Most journeys begin with a destination in mind and a plan of how to get there based on the best, currently available information.
Climbing into a car and entering your destination into MapQuest or a similar program usually gets you where you planned to go. But that is not true of the investment process, where the destination – a certain rate of return – often eludes highly intelligent people with access to state-of-the art datasets and models.
EPFR offers both data and models that a wide range of clients use for purposes ranging from quantitative modelling to gauging relative and absolute investor sentiment towards different asset classes.
This Quant’s Corner will explore the gap between destination and arrival in the investment process using EPFR’s Stock Flows & Holdings data, and create a new quantitative factor – called Share Surprise (ShsSurp) for the purpose of this piece – that unlocks additional value.
Getting from A to B and a quarter
EPFR’s database has fund-level stock holdings and allocations that are updated on a monthly T+26 frequency. All the funds in our database also report monthly flows that are updated on a T+16 frequency. For the purposes of this analysis, we use the subset of those funds that reported holdings for both the current and prior months.
Given that the average month change in the shares held by these funds is around 6%, projecting an unchanged allocation and adjusting the number of shares held by proportionally allocating the latest month’s flows creates a credible yardstick for measuring the degree of “surprise” created by the gap between expected and actual holdings of individual stocks.
To capture this, we first calculate Adjusted Shares. In layman’s terms, this represents the total shares held, across all these funds holding each stock, had there been no flow. To get there, for each stock, we allocate flows over the prior month according to the fund’s current weight in the stock, then sum across all the funds. Scaling the result by the stock’s price at the end of the current month yields the adjustment factor. Subtracting this price-adjusted number of shares from the total shares held by all funds at the end of the month gives us the Adjusted Shares number for each security.

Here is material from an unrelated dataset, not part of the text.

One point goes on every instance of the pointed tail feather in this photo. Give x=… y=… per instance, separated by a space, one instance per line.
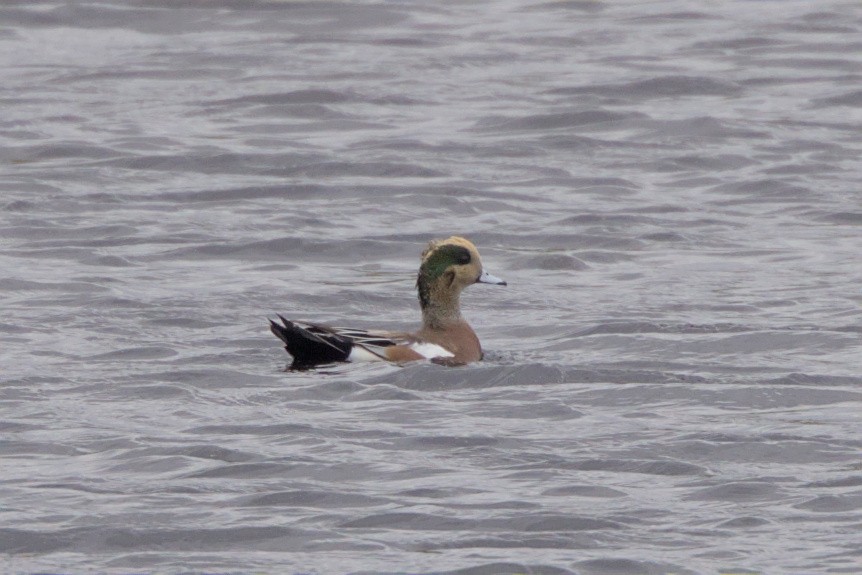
x=311 y=346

To capture the deviation – or “surprise” – for each stock, we perform the following calculation:
The bigger the number for a given share, the bigger the surprise factor.
On the contrary, it works
We ran quintile back tests on Shares Surprise for the constituent stocks in three domestic indexes (S&P 500, Russell 1000, and Russell 2000) and three international indexes (MSCI EAFE, EAFE SC, and EM). Each month, we ranked stocks into quintiles based on Shares Surprise so that each bucket has an equal number of names. The first bucket – Q1 – contains stocks with the highest values of Shares Surprise, while the last bucket – Q5 – has the stocks with the lowest values. Each quintile portfolio is then held over the full month.

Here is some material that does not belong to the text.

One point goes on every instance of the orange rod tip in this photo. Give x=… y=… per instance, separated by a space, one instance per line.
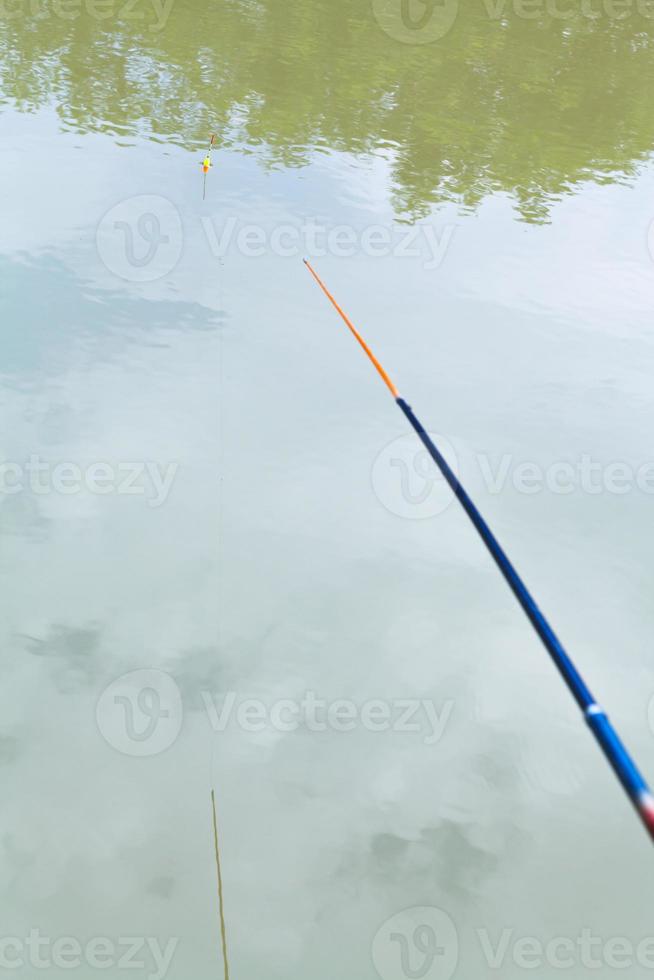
x=346 y=320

We did this for Shares Surprise computed on all funds – ShsSurp – as well as Shares Surprise computed on active and passive funds only – ShsSurpAct and ShsSurpPas, respectively.
The table below shows annualized mean returns to the equal-weight basket of stocks that have the highest Shares Surprise in excess of that to stocks that have the lowest (“AnnMn”) between July 2011 and December 2023. The row labelled “Sharpe” is simply the annualized mean scaled by the annualized standard deviation across time. The column labelled “xUniv Avg.” is the equal-weight average across all universes except for the S&P 500. This is done to avoid double-counting large-cap U.S. stocks. Domestic universes are sector neutral (each bucket has the same number of names in each sector) while international universes are neutral to both region (Pacific/non-Pacific) and super sector (Cyclicals/Defensives/Financials).

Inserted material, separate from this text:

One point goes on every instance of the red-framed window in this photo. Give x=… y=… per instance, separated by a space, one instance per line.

As you can see from the table, Shares Surprise consistently underperforms in each of the six universes. Moreover, the underperformance is driven by passive funds. Shares Surprise computed on passive funds is a much better contrarian indicator.
In the real world
One explanation for this factor’s success as a contrarian indicator, particularly for passive funds, might be that it is picking up on index changes. When a stock is added to an index, passive funds must buy it, resulting in a positive Shares Surprise. Informally called the “S&P 500 curse,” there is a known tendency for stocks to underperform shortly after they are added to that index.
As an example from last year, Insulet Corp. replaced SVB Financial Group in the S&P 500 prior to the opening of trading on Wednesday, March 15. By the end of 1Q23, all the index funds tracking the S&P 500 had added that name.
ShsSurpPas for that firm at the end of the quarter was 47.08871. This was known by late April, so Insulet landed in the top quintile at the end of April ’23. In May, Insulet’s return was -13.77% return, a full 10% behind the equal-weight S&P 500 return of -3.78%.
By providing a contrarian indicator, EPFR’s latest quantitative factor, Shares Surprise, guides the investment community to arrive at their destination by following the paths less traveled, or in other words, doing the opposite of what majority of investors are acting on. There are many factors EPFR has explored or has yet to discover, and in future Quants Corner editions, we hope to continue providing investors with strategies that have a clear destination.